Question: How did you get started in the Storytooling project and why?

Irmina: I heard about it when the partner Euroimpulse was carrying out the selection process for teachers who could propose a project to be developed precisely in the area between Alto Palancia and Puerto de Sagunto. The objective was to revitalise the area and above all to work on the post-industrial heritage that exists in these territories and to tell new stories through artistic workshops.

Question: What is your background and why were you interested in the project?

Irmina: I am a plastic arts teacher, I used to be a graphic designer, the only thing is that later I realised that I wanted to dedicate myself to teaching and today I am a secondary school teacher.

I think it’s very important for young people to understand the arts today and to create new narratives based on artistic processes where we can clearly see the involvement of previous artistic styles that today perhaps we don’t give so much importance to or we only see it in school books or as just another subject.

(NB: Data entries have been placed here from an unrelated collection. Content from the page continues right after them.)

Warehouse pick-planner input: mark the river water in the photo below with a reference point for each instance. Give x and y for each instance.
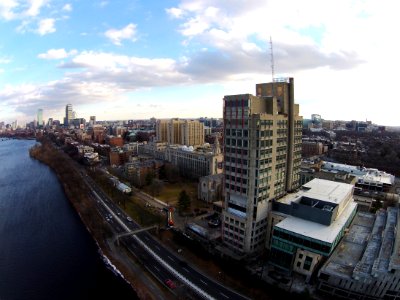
(45, 250)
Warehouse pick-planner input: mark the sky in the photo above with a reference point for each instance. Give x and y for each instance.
(131, 59)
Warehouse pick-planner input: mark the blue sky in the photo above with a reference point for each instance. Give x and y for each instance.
(127, 59)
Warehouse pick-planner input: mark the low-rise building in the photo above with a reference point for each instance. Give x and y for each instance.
(366, 263)
(305, 227)
(210, 188)
(368, 179)
(191, 162)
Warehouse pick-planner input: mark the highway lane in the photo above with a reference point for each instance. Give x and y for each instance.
(161, 262)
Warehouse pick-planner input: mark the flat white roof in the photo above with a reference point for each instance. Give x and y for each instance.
(326, 190)
(374, 175)
(321, 189)
(318, 231)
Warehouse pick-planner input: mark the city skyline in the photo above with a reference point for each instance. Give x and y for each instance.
(137, 60)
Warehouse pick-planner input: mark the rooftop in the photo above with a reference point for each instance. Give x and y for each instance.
(350, 250)
(370, 248)
(320, 189)
(316, 231)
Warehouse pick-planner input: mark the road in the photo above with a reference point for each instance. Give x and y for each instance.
(161, 262)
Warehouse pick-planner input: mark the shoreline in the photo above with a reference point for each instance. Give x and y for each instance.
(77, 194)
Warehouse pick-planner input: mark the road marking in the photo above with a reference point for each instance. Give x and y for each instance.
(222, 294)
(203, 282)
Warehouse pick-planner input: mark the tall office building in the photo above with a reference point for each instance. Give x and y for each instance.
(181, 132)
(92, 120)
(262, 150)
(68, 115)
(40, 118)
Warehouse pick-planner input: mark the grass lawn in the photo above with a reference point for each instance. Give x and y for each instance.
(170, 193)
(142, 215)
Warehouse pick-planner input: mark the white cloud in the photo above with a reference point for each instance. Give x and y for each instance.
(46, 26)
(5, 60)
(57, 54)
(67, 7)
(7, 9)
(126, 33)
(175, 12)
(103, 3)
(35, 6)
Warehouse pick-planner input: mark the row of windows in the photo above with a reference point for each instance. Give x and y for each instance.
(235, 188)
(265, 133)
(263, 162)
(237, 103)
(233, 242)
(265, 122)
(236, 160)
(302, 242)
(233, 221)
(281, 157)
(236, 179)
(264, 152)
(281, 148)
(280, 166)
(261, 190)
(236, 170)
(237, 142)
(237, 132)
(281, 122)
(236, 151)
(264, 143)
(233, 228)
(263, 171)
(281, 140)
(236, 122)
(262, 181)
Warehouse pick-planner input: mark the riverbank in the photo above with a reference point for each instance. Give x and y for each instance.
(78, 194)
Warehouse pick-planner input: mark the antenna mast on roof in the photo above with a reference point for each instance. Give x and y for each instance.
(272, 65)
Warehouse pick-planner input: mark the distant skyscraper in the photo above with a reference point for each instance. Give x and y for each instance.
(262, 153)
(40, 118)
(68, 115)
(92, 120)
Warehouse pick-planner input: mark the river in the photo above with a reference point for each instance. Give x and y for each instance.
(45, 250)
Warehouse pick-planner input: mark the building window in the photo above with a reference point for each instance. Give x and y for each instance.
(307, 263)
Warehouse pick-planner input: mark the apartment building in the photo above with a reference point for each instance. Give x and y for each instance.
(262, 151)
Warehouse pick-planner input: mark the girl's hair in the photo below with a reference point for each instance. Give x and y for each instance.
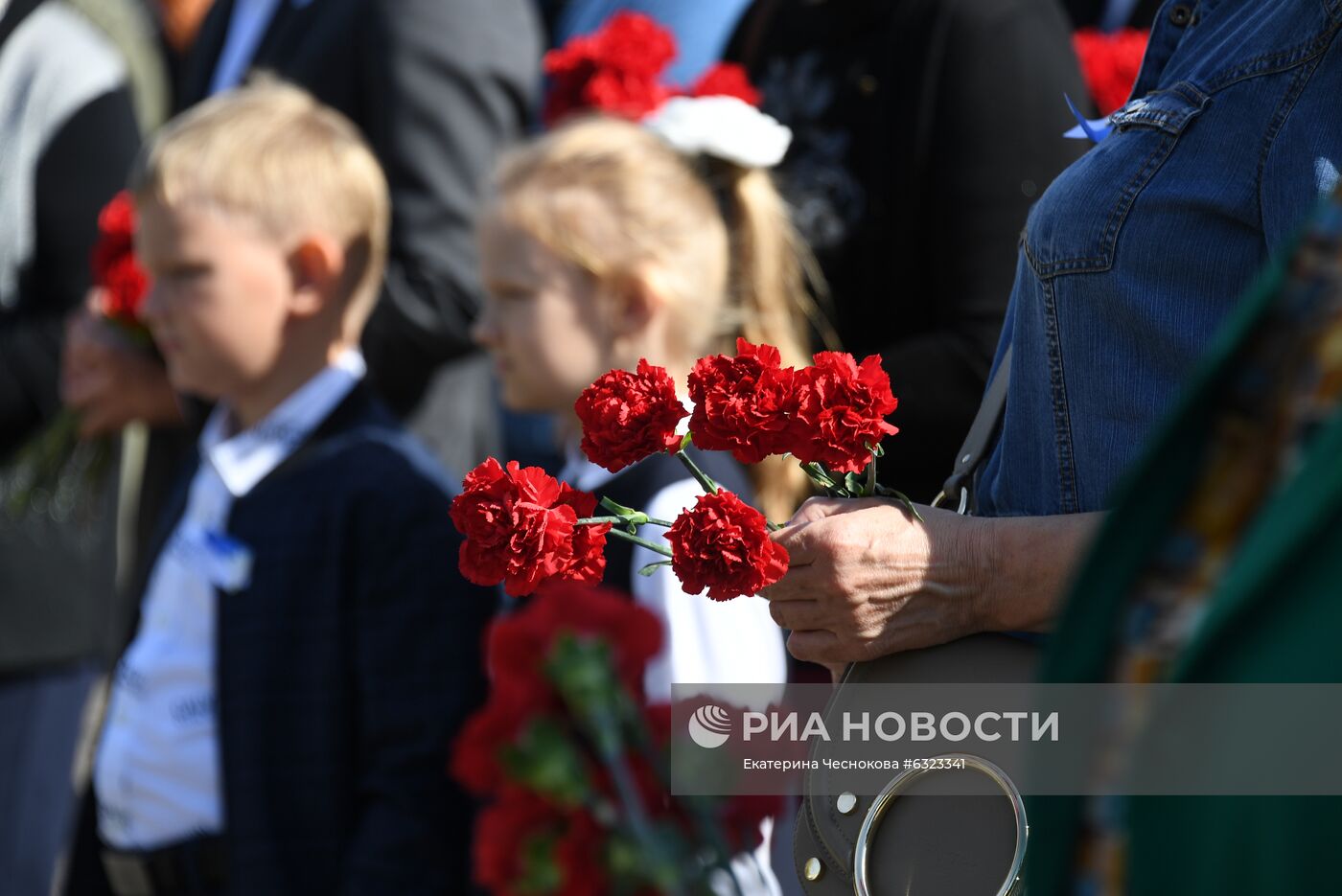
(710, 238)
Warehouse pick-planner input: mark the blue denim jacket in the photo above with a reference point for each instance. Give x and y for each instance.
(1136, 254)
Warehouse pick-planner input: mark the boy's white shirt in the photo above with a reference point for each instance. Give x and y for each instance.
(157, 770)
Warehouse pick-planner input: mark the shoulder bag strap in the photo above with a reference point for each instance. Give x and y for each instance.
(960, 484)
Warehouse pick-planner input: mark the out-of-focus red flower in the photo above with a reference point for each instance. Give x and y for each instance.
(517, 644)
(742, 404)
(727, 80)
(521, 529)
(114, 265)
(1110, 63)
(842, 409)
(613, 70)
(522, 829)
(630, 416)
(724, 544)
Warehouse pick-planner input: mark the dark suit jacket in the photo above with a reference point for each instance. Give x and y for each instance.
(344, 670)
(438, 87)
(922, 133)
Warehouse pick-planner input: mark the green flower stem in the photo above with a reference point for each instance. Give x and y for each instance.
(651, 546)
(634, 519)
(708, 486)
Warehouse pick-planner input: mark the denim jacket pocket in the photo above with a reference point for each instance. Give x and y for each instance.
(1100, 188)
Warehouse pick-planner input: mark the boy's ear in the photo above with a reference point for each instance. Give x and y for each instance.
(639, 304)
(315, 264)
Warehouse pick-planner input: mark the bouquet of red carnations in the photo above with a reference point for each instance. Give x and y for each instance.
(574, 764)
(523, 527)
(58, 472)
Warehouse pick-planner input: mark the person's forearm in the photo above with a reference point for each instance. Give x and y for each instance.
(1024, 566)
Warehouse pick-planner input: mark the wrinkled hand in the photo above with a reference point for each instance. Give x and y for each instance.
(109, 381)
(868, 580)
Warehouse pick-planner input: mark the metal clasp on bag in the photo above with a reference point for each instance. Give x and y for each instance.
(1012, 885)
(963, 500)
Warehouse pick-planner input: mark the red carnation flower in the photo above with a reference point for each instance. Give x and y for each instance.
(613, 70)
(519, 644)
(125, 286)
(623, 94)
(630, 416)
(114, 265)
(742, 404)
(1110, 63)
(724, 544)
(634, 43)
(841, 411)
(118, 217)
(727, 80)
(522, 829)
(521, 529)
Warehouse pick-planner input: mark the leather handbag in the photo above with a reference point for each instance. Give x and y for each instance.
(903, 841)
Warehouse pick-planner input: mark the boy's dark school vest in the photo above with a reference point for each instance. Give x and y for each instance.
(637, 484)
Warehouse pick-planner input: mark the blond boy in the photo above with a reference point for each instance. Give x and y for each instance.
(306, 647)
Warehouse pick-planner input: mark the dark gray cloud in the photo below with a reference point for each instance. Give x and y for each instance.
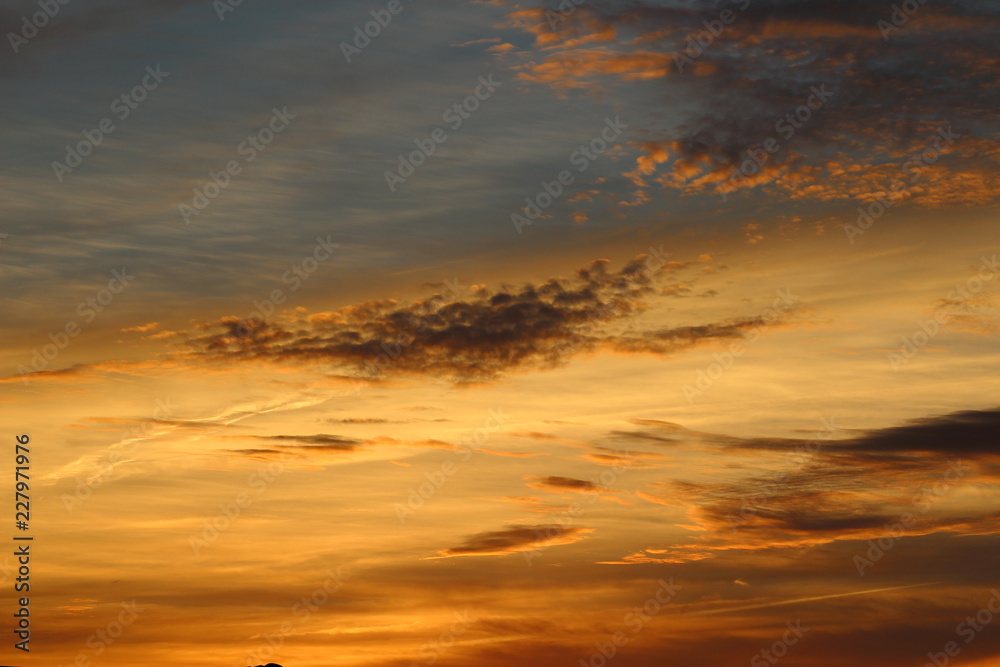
(478, 339)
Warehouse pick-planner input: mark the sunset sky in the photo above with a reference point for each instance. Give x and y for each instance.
(660, 332)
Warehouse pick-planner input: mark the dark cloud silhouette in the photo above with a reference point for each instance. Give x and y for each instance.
(514, 539)
(563, 484)
(477, 339)
(888, 81)
(834, 489)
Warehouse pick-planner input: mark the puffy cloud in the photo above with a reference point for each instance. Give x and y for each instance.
(849, 92)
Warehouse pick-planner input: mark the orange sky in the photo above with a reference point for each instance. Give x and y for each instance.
(680, 418)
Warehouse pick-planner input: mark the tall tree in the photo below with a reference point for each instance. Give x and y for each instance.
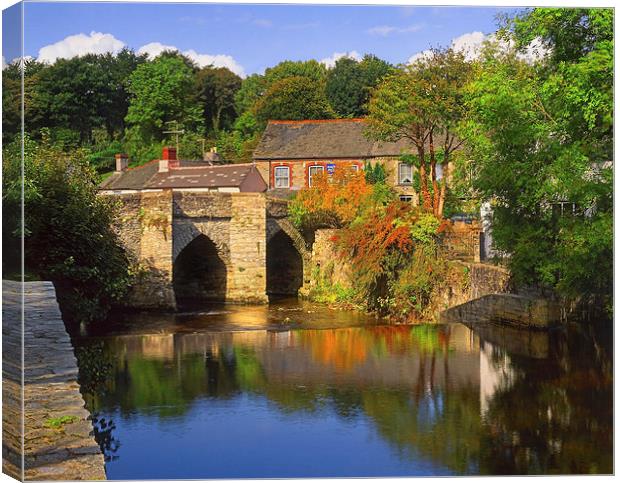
(117, 69)
(215, 91)
(70, 93)
(424, 103)
(345, 88)
(542, 140)
(161, 91)
(294, 98)
(349, 84)
(310, 68)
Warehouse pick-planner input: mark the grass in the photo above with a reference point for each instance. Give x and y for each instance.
(59, 422)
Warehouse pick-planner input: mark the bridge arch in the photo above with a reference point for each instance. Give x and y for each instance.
(287, 259)
(200, 262)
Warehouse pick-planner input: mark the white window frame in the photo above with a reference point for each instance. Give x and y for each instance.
(401, 177)
(310, 168)
(439, 171)
(277, 177)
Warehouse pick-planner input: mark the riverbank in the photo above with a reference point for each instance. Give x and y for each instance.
(52, 437)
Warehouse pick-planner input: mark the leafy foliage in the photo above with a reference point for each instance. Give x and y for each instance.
(349, 84)
(161, 92)
(293, 98)
(67, 231)
(540, 136)
(424, 104)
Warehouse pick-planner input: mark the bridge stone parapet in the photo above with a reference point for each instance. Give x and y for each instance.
(209, 245)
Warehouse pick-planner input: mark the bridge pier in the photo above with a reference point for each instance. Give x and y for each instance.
(160, 232)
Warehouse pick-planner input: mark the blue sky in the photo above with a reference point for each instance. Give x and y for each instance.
(247, 37)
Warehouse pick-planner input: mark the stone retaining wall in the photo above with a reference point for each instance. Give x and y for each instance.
(49, 390)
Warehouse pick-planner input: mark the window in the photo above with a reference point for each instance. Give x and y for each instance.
(405, 173)
(281, 176)
(313, 171)
(439, 171)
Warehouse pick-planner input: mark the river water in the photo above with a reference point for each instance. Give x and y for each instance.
(299, 390)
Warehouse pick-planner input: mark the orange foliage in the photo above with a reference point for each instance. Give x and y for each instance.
(382, 230)
(339, 196)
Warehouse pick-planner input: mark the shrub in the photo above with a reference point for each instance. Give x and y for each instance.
(67, 234)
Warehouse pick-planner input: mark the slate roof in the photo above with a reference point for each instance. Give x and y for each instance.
(132, 178)
(224, 176)
(323, 139)
(190, 174)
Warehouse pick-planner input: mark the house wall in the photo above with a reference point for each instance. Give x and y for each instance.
(299, 170)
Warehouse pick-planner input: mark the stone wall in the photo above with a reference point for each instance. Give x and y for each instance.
(247, 277)
(461, 241)
(511, 309)
(45, 381)
(325, 267)
(468, 281)
(155, 228)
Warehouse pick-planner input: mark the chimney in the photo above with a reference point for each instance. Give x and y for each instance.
(168, 159)
(122, 162)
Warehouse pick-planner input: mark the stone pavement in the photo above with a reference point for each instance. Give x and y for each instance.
(50, 391)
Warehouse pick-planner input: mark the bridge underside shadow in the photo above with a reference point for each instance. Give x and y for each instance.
(199, 273)
(285, 267)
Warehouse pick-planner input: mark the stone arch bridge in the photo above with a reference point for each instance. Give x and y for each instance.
(190, 246)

In other words, applying it to real life and to the present moment.

Question: And what has the experience with the group been like here in Spain?

Irmina: The overall experience has been very positive.

It’s true that it was difficult at the beginning, getting the young people to participate, but once they signed up for the workshop it went really well.

I think we have done a lot of fun things, especially in the workshops that started in November, a lot of time has passed and these young people have come with the same enthusiasm, with the same desire and especially the final part, which was this bike route.

Question: Explain to me what this final part was?

Irmina: On the one hand it was to hold workshops in a co-creative space where the young people could make art performances.

But at the same time, once these workshops were over, the idea was to get out of our comfort zone and go into our own territory.

That is to say, although the workshops took place in Puerto de Sagunto, what interested us was to move it to the Vía Verde in the interior of Castellón, because it was part of our project. The objective was to understand all the post-industrial heritage that existed along the train tracks from the mines in Ojos Negros to Puerto de Sagunto, to move the iron to the factory, which we had to understand and experience for ourselves.

So it was decided to make an alternative route and spend a weekend where we would cycle along the Via Verde to get to know the territory, but also to organise different artistic workshops.

Question: And what did you like most about the project or this weekend?

Irmina: What I liked most was, on the one hand, the positivism of all the people who have been participating in the activities.

I really liked the fact that we had fun, that we laughed, that we are making art, but that we are making art not as a discipline, as in class or in a book where there are guidelines, but it was all very spontaneous.

Sometimes we think that art is something very distant from us, but this is not true. And what I liked most about this weekend was that we could reconnect with our inner child and going back to those childhood stages where the important thing was to enjoy all together to create something common.

Question: What do you think the project and the activities you have carried out have brought to the territory?

Irmina: On the one hand, I think it has contributed to the fact that people from the territory itself realise that some things that have happened are not forgotten.

For example, the last installation we are doing related to nature, to landart, is an installation in an area that burned down two years ago. So a negative element, a catastrophe, a rural village is often left out of the margins of society, of what people expect from tourism.

So we want to encourage this type of workshop, at least along the bike route, to promote tourism, a cultural tourism that can revitalise a village. We are not making a festival, we are not making a big thing, but we are creating elements that change the vision of this territory a little bit.